Just tell him the truth.
Gerçekleri anlat, yeter.
Well, just tell him the truth.
Sadece gerçeği söyle.
Why not just tell him the truth?
Neden ona sadece gerçeği söylemiyorsun?
Just tell him the truth. You're all so sick.
Gerçeği söylesene.
OK, you want me to get him back here? We can just tell him the truth.
Tamam o halde adamı çağırıp, gerçeği söyleyelim
You could just tell him the truth.
Neden ona yalnızca gerçeği söylemiyorsun.
Just tell him the truth, Quinn.
Yalnızca ona gerçekleri söyle Quinn.
just tell him the truth.
Doğruyu söyle.
For god's sake, mark, just tell him the truth!
Tanrı aşkına Mark, gerçeği söyle!
I didn't tell him the truth... just to be on the safe side
Gerçeği söylemememin sebebi... şimdilik tarafsız olmak istemem
I just didn't have the nerve to tell him the whole truth.
Sadece tüm gerçeği söyleyecek cesaretim yoktu.
- l was just going to tell him the truth.
- Ona gerçeği söyleyecektim.
- I just didn't tell him the truth.
- Sadece gerçeği söylemedim.
I'm just gonna go and pull him out, you know?
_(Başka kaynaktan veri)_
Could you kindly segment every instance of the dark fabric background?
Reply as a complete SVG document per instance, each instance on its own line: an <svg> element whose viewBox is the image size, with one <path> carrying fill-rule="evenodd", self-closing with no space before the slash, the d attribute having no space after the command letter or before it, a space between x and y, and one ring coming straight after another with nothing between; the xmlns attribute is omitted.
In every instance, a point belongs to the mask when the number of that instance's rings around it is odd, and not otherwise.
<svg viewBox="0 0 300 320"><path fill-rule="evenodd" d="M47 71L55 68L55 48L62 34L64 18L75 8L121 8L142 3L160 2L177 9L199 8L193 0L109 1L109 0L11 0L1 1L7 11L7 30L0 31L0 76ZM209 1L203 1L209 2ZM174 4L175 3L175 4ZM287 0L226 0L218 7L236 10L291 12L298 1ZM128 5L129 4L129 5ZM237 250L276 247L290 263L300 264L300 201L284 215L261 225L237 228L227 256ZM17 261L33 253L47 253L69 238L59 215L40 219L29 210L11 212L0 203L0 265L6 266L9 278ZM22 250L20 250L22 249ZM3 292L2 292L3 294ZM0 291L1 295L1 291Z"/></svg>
We're just gonna tell everybody the truth.
Şimdi gidip onu çıkaracağım, herkese doğrusunu anlatacağız.
To tell the truth I've never counted them, I'm just a piano player. - It's him.
Doğrusu hiç saymadım Ben yalnızca bir piyanistim.
- Just tell us the truth. - I didn't say a thing to him.
Ona hiç bir şey söylemedim.
- Just tell us the truth. - l didn't say a thing to him.
Ona hiç bir şey söylemedim.
When he calls tomorrow, I'm just gonna tell him the truth.
Yarın aradığında ona gerçeği anlatacağım.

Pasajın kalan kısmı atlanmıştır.